When the business plan has been fulfilled and the property is sold the LP will be returned their initial capital investment, along with any accrued unpaid preferred return when applicable. After the LP has been made whole, and any catch-up distribution to the GP, the profit left undistributed will be split between the LP and GP.

In some deals the GP will be rewarded if the LPs internal rate of return rises above a certain threshold. For example, if the LP/GP profit split is 75/25 and the anticipated LP IRR is 15% the offering could be structured to have the profit split change to 50/50 after the LP IRR hurdle of 15% is reached.

Acquisition fee: The acquisition fee is an up-front one-time fee paid to the GP at closing and can range from 1%-5% of the purchase price depending on the size of the deal and the experience level of the GP. This fee is to compensate the GP for the time put in to get the deal to the closing table.


Guarantor fee: The guarantor fee is an up-front, one-time fee paid to the loan guarantor at closing. The loan guarantor is a member of the GP who signs on and guarantees the loan. The guarantor must meet certain liquidity, net worth and experience requirements laid out by the lender to qualify for financing. If a member of the GP does not meet the lenders requirements, they may bring a third party into the GP for an equity stake in the GP.

If the guarantor is already a member of the GP, the fee can range from 0.5% to 5% of the principle balance of the loan at close dependent on the level of risk in the loan. If the existing GP needs to bring in a third party, they may offer a 10%-30% equity stake in the GP in addition to or in lieu of the one-time fee.

Asset management fee: The asset management fee is an ongoing fee paid to the GP to cover their day to day expenses of overseeing the operations of the property and implementing the business plan. The fee can either be structured on a per unit basis or as a percent of collected income. The range is usually 1%-3% or $200-$300 per unit per year.
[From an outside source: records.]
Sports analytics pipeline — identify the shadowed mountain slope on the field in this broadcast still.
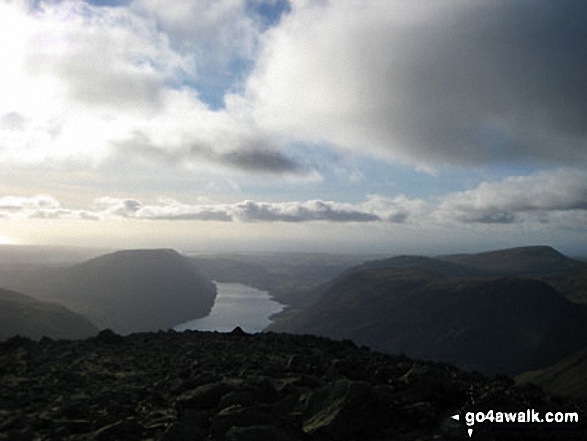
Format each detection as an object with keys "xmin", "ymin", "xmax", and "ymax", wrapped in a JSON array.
[
  {"xmin": 53, "ymin": 249, "xmax": 216, "ymax": 333},
  {"xmin": 516, "ymin": 349, "xmax": 587, "ymax": 398},
  {"xmin": 437, "ymin": 246, "xmax": 587, "ymax": 276},
  {"xmin": 269, "ymin": 268, "xmax": 587, "ymax": 374},
  {"xmin": 0, "ymin": 288, "xmax": 98, "ymax": 340},
  {"xmin": 0, "ymin": 249, "xmax": 216, "ymax": 334},
  {"xmin": 0, "ymin": 329, "xmax": 587, "ymax": 441}
]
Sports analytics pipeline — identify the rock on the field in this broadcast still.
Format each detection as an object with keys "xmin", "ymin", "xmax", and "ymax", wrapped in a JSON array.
[
  {"xmin": 176, "ymin": 381, "xmax": 234, "ymax": 412},
  {"xmin": 0, "ymin": 331, "xmax": 587, "ymax": 441},
  {"xmin": 225, "ymin": 425, "xmax": 295, "ymax": 441},
  {"xmin": 230, "ymin": 326, "xmax": 248, "ymax": 335}
]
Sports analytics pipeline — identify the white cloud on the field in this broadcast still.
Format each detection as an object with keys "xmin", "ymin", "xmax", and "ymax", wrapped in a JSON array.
[
  {"xmin": 0, "ymin": 196, "xmax": 424, "ymax": 224},
  {"xmin": 436, "ymin": 169, "xmax": 587, "ymax": 223}
]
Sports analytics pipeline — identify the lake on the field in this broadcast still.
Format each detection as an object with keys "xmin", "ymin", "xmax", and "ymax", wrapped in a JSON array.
[{"xmin": 174, "ymin": 282, "xmax": 284, "ymax": 333}]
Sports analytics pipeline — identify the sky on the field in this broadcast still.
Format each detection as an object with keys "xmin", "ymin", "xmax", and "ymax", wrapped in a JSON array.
[{"xmin": 0, "ymin": 0, "xmax": 587, "ymax": 255}]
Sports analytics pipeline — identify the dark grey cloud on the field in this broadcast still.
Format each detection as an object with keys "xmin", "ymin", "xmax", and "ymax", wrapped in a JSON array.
[
  {"xmin": 393, "ymin": 0, "xmax": 587, "ymax": 164},
  {"xmin": 113, "ymin": 131, "xmax": 308, "ymax": 175},
  {"xmin": 235, "ymin": 201, "xmax": 381, "ymax": 222},
  {"xmin": 437, "ymin": 169, "xmax": 587, "ymax": 224},
  {"xmin": 219, "ymin": 148, "xmax": 302, "ymax": 174}
]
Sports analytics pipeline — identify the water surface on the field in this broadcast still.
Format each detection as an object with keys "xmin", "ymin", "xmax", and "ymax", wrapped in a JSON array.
[{"xmin": 174, "ymin": 282, "xmax": 284, "ymax": 332}]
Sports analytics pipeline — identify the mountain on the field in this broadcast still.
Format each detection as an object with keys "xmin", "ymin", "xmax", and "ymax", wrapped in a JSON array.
[
  {"xmin": 0, "ymin": 288, "xmax": 98, "ymax": 341},
  {"xmin": 0, "ymin": 328, "xmax": 587, "ymax": 441},
  {"xmin": 3, "ymin": 249, "xmax": 216, "ymax": 334},
  {"xmin": 516, "ymin": 348, "xmax": 587, "ymax": 398},
  {"xmin": 268, "ymin": 267, "xmax": 587, "ymax": 375},
  {"xmin": 437, "ymin": 246, "xmax": 587, "ymax": 276}
]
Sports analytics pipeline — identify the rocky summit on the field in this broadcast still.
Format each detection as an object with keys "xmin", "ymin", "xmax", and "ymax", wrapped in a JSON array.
[{"xmin": 0, "ymin": 329, "xmax": 587, "ymax": 441}]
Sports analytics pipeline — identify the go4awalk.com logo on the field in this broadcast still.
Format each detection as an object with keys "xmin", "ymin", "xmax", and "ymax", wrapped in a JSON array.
[{"xmin": 451, "ymin": 409, "xmax": 583, "ymax": 439}]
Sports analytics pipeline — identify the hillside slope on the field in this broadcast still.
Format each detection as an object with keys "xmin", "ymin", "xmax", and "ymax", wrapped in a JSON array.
[
  {"xmin": 0, "ymin": 330, "xmax": 587, "ymax": 441},
  {"xmin": 0, "ymin": 249, "xmax": 216, "ymax": 334},
  {"xmin": 516, "ymin": 349, "xmax": 587, "ymax": 398},
  {"xmin": 0, "ymin": 288, "xmax": 98, "ymax": 340},
  {"xmin": 269, "ymin": 268, "xmax": 587, "ymax": 374}
]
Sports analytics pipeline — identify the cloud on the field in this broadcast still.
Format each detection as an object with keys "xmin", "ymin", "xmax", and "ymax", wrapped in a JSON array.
[
  {"xmin": 436, "ymin": 169, "xmax": 587, "ymax": 224},
  {"xmin": 0, "ymin": 195, "xmax": 61, "ymax": 211},
  {"xmin": 0, "ymin": 196, "xmax": 432, "ymax": 224},
  {"xmin": 246, "ymin": 0, "xmax": 587, "ymax": 166},
  {"xmin": 234, "ymin": 200, "xmax": 381, "ymax": 222},
  {"xmin": 112, "ymin": 131, "xmax": 309, "ymax": 175},
  {"xmin": 0, "ymin": 112, "xmax": 27, "ymax": 131}
]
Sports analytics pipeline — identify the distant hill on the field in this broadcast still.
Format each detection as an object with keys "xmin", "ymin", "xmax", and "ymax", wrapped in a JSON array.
[
  {"xmin": 0, "ymin": 288, "xmax": 98, "ymax": 340},
  {"xmin": 269, "ymin": 259, "xmax": 587, "ymax": 374},
  {"xmin": 437, "ymin": 246, "xmax": 587, "ymax": 275},
  {"xmin": 516, "ymin": 348, "xmax": 587, "ymax": 398},
  {"xmin": 1, "ymin": 249, "xmax": 216, "ymax": 334}
]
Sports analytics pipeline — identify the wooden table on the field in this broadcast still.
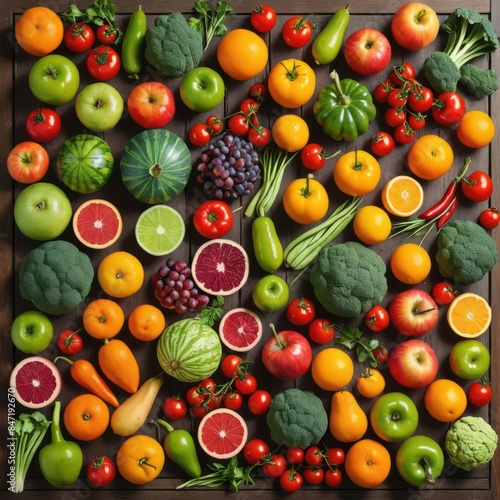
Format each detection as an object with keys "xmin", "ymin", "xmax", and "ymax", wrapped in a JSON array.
[{"xmin": 0, "ymin": 0, "xmax": 500, "ymax": 500}]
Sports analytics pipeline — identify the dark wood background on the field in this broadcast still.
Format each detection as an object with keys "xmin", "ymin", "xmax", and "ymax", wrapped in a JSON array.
[{"xmin": 0, "ymin": 0, "xmax": 500, "ymax": 500}]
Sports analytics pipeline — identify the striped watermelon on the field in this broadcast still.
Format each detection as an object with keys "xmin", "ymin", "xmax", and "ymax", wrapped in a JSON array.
[
  {"xmin": 120, "ymin": 129, "xmax": 191, "ymax": 204},
  {"xmin": 156, "ymin": 318, "xmax": 222, "ymax": 383},
  {"xmin": 57, "ymin": 134, "xmax": 114, "ymax": 194}
]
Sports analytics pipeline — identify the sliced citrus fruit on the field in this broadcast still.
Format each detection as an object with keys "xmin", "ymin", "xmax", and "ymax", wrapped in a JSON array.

The asset management fee is a great place for the GP to demonstrate an alignment of interests with the LP in two ways. First, by structuring it as a percent of the income the compensation is directly tied to the performance of the property. Second, by structuring the asset management fee after the preferred return so the LP receives their preferred return before the GP receives the asset management fee.

Refinance fee: The refinance fee is a one-time fee paid to the GP for the work done during a refinance. The amount typically ranges between 1%-3% of the original loan amount. As another way to show alignment of interests the OA/PPM can be written to state that the refinance fee is only to be paid when a certain threshold of LP capital is returned during a refinance. This can show alignment of interests by ensuring the refinance is in the best interest of both the LP and GP.

Disposition fee: The disposition fee is a one-time fee paid to the GP at the close of the sale of the property. This is typically 1%-3% of the sale price.

Conclusion

Now that you have made it this far you have gone from inquisitive to knowledgeable about passively investing in real estate syndications. We covered who is qualified to invest and the types of offerings available, remember if you are sophisticated and not accredited you can only invest in a 506(b) offering and you need to have a relationship with the sponsor for at least 30 days prior to receiving the offer. Knowing and abiding by this could protect you and them in the future.

You are ready for the next step and start looking for and vetting syndicators. Get references from them and call the references. Check out their previous and current deals to see if their past offerings interest you and above all else get in there and make it happen!